Leitsatz
1. Eine kindergeldrechtliche Berücksichtigung wegen Berufsausbildung scheidet aus, wenn Ausbildungsmaßnahmen im Rahmen des fortbestehenden Ausbildungsverhältnisses wegen einer nicht vorübergehenden Erkrankung unterbleiben. In Betracht kommt dann eine Berücksichtigung wegen Behinderung (§ 32 Abs. 4 Satz 1 Nr. 3 EStG).
2. Eine Krankheit ist nicht vorübergehend, wenn mit hoher Wahrscheinlichkeit eine länger als sechs Monate dauernde Beeinträchtigung zu erwarten ist (vgl. § 2 Abs. 1 Satz 1 SGB IX).
Normenkette
§ 32 Abs. 4 Satz 1 Nr. 2 Buchst. a und Nr. 3 EStG
Sachverhalt
Die Klägerin bezog fortlaufend Kindergeld für ihren 1999 geborenen Sohn S, der am 1.8.2015 eine Ausbildung zum Zweiradmechatroniker begonnen hatte, die zum 31.1.2019 enden sollte. Im September 2018 erlitt S während seiner Arbeit einen schweren Unfall mit Schädel-Hirn-Trauma und befand sich deshalb mehrere Wochen in stationärer Behandlung. Anschließend durchlief er verschiedene Reha-Maßnahmen, von denen die letzte 17 Monate nach dem Unfall begann.
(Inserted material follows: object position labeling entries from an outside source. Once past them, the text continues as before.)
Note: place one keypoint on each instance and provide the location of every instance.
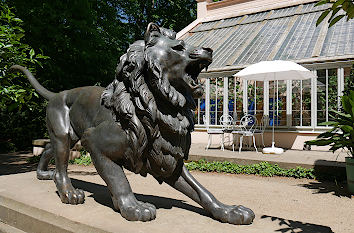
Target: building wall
(287, 140)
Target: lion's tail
(38, 87)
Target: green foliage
(262, 169)
(85, 38)
(346, 5)
(20, 119)
(341, 135)
(83, 160)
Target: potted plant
(341, 135)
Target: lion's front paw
(72, 196)
(238, 215)
(134, 210)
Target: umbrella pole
(273, 149)
(273, 141)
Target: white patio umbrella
(271, 71)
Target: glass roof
(281, 34)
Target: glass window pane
(279, 100)
(296, 102)
(332, 92)
(200, 111)
(321, 96)
(216, 100)
(235, 99)
(348, 78)
(259, 100)
(306, 102)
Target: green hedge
(262, 169)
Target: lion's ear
(152, 28)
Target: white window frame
(313, 127)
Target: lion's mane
(133, 105)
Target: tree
(336, 6)
(85, 38)
(19, 121)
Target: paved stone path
(280, 204)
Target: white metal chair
(261, 127)
(246, 129)
(227, 124)
(214, 131)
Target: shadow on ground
(330, 179)
(287, 225)
(337, 189)
(101, 195)
(14, 163)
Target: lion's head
(152, 97)
(174, 63)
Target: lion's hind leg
(58, 124)
(42, 169)
(122, 195)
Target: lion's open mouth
(191, 75)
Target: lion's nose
(209, 50)
(202, 54)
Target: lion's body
(142, 121)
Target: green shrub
(262, 169)
(21, 111)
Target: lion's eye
(178, 47)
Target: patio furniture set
(247, 127)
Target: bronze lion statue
(142, 121)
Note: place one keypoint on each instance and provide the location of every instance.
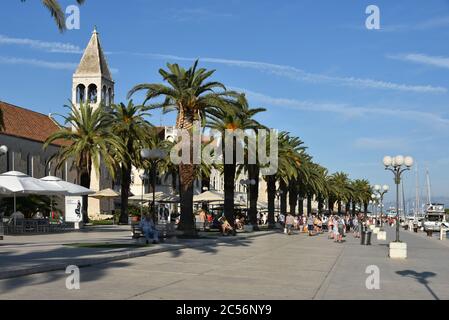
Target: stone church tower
(93, 84)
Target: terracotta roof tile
(28, 124)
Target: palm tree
(290, 153)
(89, 139)
(235, 115)
(342, 189)
(362, 188)
(54, 7)
(2, 121)
(191, 95)
(132, 129)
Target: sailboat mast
(403, 200)
(417, 191)
(429, 199)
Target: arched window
(80, 93)
(104, 95)
(110, 97)
(92, 93)
(29, 165)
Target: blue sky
(352, 94)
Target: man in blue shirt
(149, 229)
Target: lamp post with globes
(248, 183)
(398, 165)
(154, 156)
(3, 151)
(380, 192)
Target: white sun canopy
(14, 182)
(70, 189)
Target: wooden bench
(165, 230)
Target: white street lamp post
(154, 156)
(397, 165)
(380, 192)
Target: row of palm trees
(116, 136)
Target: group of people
(337, 226)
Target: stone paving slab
(274, 266)
(24, 255)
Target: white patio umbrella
(209, 196)
(71, 189)
(15, 182)
(108, 194)
(160, 196)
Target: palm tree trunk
(292, 196)
(85, 182)
(348, 207)
(271, 195)
(331, 205)
(186, 176)
(125, 188)
(185, 121)
(320, 204)
(229, 181)
(301, 205)
(309, 204)
(284, 189)
(253, 174)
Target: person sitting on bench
(149, 229)
(226, 228)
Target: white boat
(435, 214)
(435, 217)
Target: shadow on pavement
(421, 277)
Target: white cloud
(345, 109)
(39, 63)
(436, 61)
(56, 47)
(381, 144)
(44, 64)
(301, 75)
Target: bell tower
(92, 81)
(93, 84)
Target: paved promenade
(273, 266)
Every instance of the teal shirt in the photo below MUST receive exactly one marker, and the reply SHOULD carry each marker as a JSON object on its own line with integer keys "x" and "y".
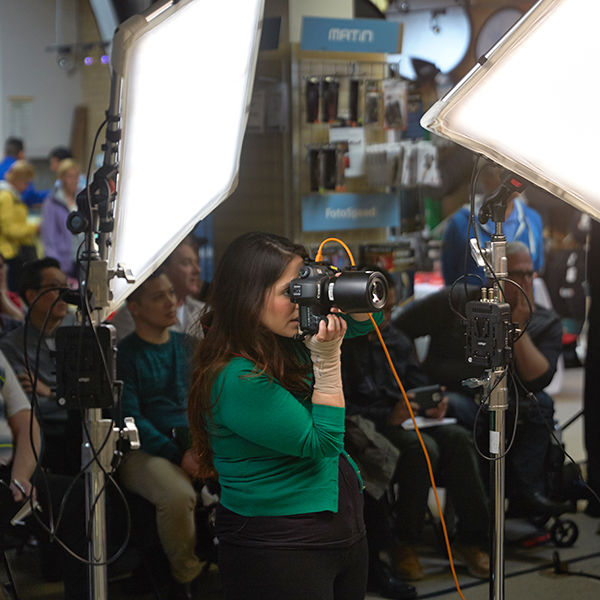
{"x": 155, "y": 390}
{"x": 276, "y": 453}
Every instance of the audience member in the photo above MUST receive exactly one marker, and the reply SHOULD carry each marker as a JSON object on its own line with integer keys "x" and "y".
{"x": 17, "y": 410}
{"x": 535, "y": 356}
{"x": 14, "y": 150}
{"x": 39, "y": 278}
{"x": 372, "y": 392}
{"x": 290, "y": 521}
{"x": 56, "y": 156}
{"x": 153, "y": 363}
{"x": 183, "y": 270}
{"x": 17, "y": 236}
{"x": 58, "y": 241}
{"x": 522, "y": 224}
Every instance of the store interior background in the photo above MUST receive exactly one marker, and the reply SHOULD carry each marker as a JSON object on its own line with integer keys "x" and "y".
{"x": 50, "y": 104}
{"x": 51, "y": 97}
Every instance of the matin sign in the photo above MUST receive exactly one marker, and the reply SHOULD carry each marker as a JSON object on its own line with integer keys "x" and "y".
{"x": 350, "y": 35}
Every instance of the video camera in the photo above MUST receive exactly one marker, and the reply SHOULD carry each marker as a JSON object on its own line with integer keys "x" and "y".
{"x": 320, "y": 286}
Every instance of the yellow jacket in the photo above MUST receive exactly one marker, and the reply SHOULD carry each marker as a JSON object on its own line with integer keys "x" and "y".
{"x": 15, "y": 231}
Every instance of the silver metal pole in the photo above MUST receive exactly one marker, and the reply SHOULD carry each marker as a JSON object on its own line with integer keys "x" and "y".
{"x": 498, "y": 407}
{"x": 95, "y": 481}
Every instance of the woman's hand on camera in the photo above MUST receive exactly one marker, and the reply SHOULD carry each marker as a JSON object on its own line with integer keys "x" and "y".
{"x": 325, "y": 351}
{"x": 332, "y": 328}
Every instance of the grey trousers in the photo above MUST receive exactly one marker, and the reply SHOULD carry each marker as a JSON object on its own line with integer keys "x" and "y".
{"x": 169, "y": 488}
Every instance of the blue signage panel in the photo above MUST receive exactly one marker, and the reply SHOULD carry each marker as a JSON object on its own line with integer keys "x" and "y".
{"x": 322, "y": 212}
{"x": 350, "y": 35}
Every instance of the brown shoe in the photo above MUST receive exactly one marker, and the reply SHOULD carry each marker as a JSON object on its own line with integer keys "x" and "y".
{"x": 476, "y": 560}
{"x": 405, "y": 563}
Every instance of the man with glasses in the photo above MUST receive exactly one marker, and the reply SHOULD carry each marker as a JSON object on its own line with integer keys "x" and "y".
{"x": 41, "y": 281}
{"x": 535, "y": 355}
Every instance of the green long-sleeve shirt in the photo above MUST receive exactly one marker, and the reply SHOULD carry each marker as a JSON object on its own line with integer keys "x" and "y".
{"x": 276, "y": 453}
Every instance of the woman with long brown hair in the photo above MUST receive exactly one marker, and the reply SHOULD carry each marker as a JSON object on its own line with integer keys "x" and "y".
{"x": 267, "y": 418}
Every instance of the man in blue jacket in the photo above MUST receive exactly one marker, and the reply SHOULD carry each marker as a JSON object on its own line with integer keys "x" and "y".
{"x": 522, "y": 224}
{"x": 15, "y": 150}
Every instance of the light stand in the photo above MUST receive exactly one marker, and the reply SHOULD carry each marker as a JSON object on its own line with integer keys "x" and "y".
{"x": 489, "y": 344}
{"x": 82, "y": 372}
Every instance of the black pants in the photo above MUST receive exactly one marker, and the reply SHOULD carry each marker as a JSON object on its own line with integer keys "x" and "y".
{"x": 273, "y": 574}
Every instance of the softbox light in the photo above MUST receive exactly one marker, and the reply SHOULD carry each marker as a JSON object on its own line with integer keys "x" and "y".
{"x": 525, "y": 104}
{"x": 185, "y": 71}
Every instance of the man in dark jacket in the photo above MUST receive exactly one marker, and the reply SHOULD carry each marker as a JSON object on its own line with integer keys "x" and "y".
{"x": 535, "y": 355}
{"x": 371, "y": 391}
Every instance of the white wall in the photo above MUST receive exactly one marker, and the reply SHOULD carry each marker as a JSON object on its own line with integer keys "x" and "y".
{"x": 26, "y": 69}
{"x": 339, "y": 9}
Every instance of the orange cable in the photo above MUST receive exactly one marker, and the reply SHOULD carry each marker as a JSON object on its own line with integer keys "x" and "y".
{"x": 429, "y": 467}
{"x": 319, "y": 255}
{"x": 318, "y": 258}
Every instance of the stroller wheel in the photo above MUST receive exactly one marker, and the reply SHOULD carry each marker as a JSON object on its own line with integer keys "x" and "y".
{"x": 564, "y": 532}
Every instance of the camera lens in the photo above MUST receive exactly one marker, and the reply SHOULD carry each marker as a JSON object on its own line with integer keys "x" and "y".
{"x": 359, "y": 291}
{"x": 377, "y": 291}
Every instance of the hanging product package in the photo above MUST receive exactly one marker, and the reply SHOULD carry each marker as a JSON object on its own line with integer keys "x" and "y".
{"x": 372, "y": 101}
{"x": 354, "y": 91}
{"x": 330, "y": 89}
{"x": 314, "y": 162}
{"x": 394, "y": 102}
{"x": 312, "y": 100}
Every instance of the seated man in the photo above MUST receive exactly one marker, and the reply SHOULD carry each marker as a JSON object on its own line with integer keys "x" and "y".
{"x": 17, "y": 410}
{"x": 46, "y": 313}
{"x": 182, "y": 267}
{"x": 535, "y": 355}
{"x": 153, "y": 363}
{"x": 372, "y": 392}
Das FG sprach Kindergeld für die streitigen acht Monate nach dem Unfall zu (Oktober 2018 bis Mai 2019), weil das Ausbildungsverhältnis infolge einer Verlängerung fortbestand und der Wille des S, die Ausbildung baldmöglichst fortzusetzen, belegt sei (FG Münster, Urteil vom 1.7.2020, 11 K 1832/19 Kg, Haufe-Index 14058303).
Entscheidung
Die Revision der Familienkasse führte zur Aufhebung des FG-Urteils.
Das FG hat im zweiten Rechtsgang zu klären, ob die sechs Monate übersteigende Erkrankungsdauer bereits in den ersten Monaten nach dem Unfall mit hoher Wahrscheinlichkeit erwartet wurde. Falls zunächst eine schnellere Genesung als möglich erschien, könnte der Kindergeldanspruch für diesen Zeitraum noch wegen des fortbestehenden Ausbildungsverhältnisses begründet sein.
Für die Monate, in denen eine Berücksichtigung wegen Ausbildung aufgrund des dann mit hoher Wahrscheinlichkeit erwarteten langwierigen Heilungsprozesses nicht in Betracht kommt, ist zu prüfen, ob S behinderungsbedingt außerstande war, sich selbst zu unterhalten.
Hinweis
1. Die Berücksichtigung eines Kindes wegen Ausbildung setzt Ausbildungsmaßnahmen voraus. Diese werden durch Einschreibung an einer Schule oder Hochschule oder einen Ausbildungsvertrag indiziert. Das formale Bestehen eines Ausbildungsverhältnisses genügt aber nicht, wenn es – wie hier wegen Unfallfolgen – an ernsthaften und nachhaltigen Ausbildungsmaßnahmen fehlt.
2. Wenn das Kind einen Ausbildungsplatz hat und ausbildungswillig ist, kann eine Unterbrechung der Ausbildungsmaßnahmen unschädlich sein, z.B. wegen Erkrankung, Mutterschutzfristen oder Untersuchungshaft im Ausland.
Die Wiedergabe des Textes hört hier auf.